大雨や台風が来ると、俺のホームグラウンドである近所のサイクリングロードは崩壊する。
アスファルトの道に、砂まみれになる箇所や、落ち葉と枝に散らかった箇所が点在し、ロードバイクで走っていても快適ではない。
どちらかと言うと、ロードをおしてひかなければいけない箇所がある為、ストレスがたまる。

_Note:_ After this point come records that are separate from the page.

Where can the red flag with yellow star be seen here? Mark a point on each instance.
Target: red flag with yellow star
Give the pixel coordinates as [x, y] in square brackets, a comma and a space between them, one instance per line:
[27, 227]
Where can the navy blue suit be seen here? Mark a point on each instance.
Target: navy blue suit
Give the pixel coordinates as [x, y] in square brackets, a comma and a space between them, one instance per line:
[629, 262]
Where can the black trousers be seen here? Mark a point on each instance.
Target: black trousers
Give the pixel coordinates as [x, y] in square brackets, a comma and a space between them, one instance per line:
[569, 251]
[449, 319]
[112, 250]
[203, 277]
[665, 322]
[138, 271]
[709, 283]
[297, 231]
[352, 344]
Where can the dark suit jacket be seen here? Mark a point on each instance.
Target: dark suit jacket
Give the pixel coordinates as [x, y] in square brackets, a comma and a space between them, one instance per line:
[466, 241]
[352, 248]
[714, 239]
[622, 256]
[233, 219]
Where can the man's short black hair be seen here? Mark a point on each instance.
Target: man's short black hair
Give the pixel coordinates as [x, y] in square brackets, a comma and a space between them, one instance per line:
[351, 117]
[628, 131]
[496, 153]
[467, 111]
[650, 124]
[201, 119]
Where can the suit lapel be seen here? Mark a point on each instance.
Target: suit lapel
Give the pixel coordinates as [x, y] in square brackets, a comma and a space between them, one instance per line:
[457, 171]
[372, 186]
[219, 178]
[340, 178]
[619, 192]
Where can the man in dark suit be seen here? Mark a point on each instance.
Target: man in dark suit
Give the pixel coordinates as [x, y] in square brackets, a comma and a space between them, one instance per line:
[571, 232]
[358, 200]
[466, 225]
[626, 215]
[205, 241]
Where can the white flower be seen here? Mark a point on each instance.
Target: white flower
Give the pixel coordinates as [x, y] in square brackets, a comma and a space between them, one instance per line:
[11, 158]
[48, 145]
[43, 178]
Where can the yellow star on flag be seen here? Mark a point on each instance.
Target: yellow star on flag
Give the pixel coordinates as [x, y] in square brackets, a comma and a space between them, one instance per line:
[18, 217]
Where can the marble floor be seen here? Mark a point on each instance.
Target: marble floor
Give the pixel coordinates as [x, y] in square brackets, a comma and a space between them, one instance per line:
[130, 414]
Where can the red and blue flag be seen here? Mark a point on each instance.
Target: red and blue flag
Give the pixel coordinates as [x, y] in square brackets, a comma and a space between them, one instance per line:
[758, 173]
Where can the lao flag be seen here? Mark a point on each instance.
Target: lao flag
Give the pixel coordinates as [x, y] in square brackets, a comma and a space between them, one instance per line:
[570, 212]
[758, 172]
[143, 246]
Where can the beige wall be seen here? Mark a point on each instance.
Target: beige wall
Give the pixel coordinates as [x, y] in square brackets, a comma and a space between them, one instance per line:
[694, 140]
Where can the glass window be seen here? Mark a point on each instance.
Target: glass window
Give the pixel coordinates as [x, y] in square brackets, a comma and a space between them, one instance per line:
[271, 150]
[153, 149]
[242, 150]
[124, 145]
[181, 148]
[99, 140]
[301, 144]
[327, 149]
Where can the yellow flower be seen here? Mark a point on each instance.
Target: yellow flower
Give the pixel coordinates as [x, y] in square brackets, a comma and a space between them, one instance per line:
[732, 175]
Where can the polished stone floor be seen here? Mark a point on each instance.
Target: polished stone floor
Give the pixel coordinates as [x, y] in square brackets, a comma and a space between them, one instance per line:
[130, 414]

台風の次の日、普段は草むらに隠れている蛇が、アスファルトの上で威嚇するようにぴょんぴょん飛び跳ねているところを一度見た。
あれは、かわいい反面、本気で怖かった。

去年の夏、台風でサイクリングロードが壊滅した。
道の上が葉っぱと枝だらけ、砂場のように砂だらけ、というのはいつものことだが、松の木が倒れて道をふさぐ事態に陥った。
真っ二つに折れた松の木を記念撮影しているロード乗りもいたが、「これは他人事じゃない」というのが、俺の素直な気持ちだ。
環境が劣悪すぎて、走っててもまったく楽しくない。
路面に敷き詰められた湿った葉っぱを踏んで、スリップするのが怖い。
落ち枝がスポークに挟まるのも不快だ。
それにより、フレームやスポークにも傷が入ることに、不安を感じる。
「しばらくサイクリングロードを走るのはやめよう」。
そう思った。

2、3日経った休みの日、あるラーメン屋で昼飯を食おうと思った。
チェーン店の来来亭。
ラーメン好きを自称している俺だが、実は、この有名チェーン店のラーメンを食べたことがない。
ロングライド中、お店を見かけたことはあるのだが、お店の外にロードバイクを立てかけ、店内で食事している間、盗難にあうのが怖い。
そういうわけで、店内で飲食するお店は、なるべく避けるようにしている。

ロードに乗らなくても行ける距離に支店があるか、店舗検索したところ、あることはあった。
ただ、中途半端に遠い。
ジョギングした場合、40分ほどかかりそうだ。
「そこまでして」という気持ちと「走って行ってでも一度は食べてみたい」という気持ちが交錯したが、「サイクリングロードが壊滅状態でロードに乗れないし、どうせ暇だし」ということで、暇つぶしとジョギングを兼ねて来亭亭に行くことにした。

お店までのルートを調べると、一部、サイクリングロードと重なっている区間がある。
今、壊滅的なサイクリングロードをロードで走るのは嫌だが、ジョギングなら大丈夫だろうと思い、慣れ親しんだ道をゆっくりと走った。
やはり道の両サイドには、落ち葉と枝が散乱していたが、真ん中をジョギングする分には特に問題がない。
ただ、けっこう太めのしっかりした落ち枝を見ると、「この後、サイクリングする人は困るやろなぁ」、「どう見てもサイクリングに支障をきたすような落ち枝を除去せなあかんな。後日走る俺のためにも」という気持ちになった。
俺は、足を止め、しゃがむ。
そして、道の隅にある大きめの落ち枝を手に取り、草むらに捨てた。

※この記事は、2019年2月16日、俺が別のブログに投稿した文章を、加筆、修正したものです。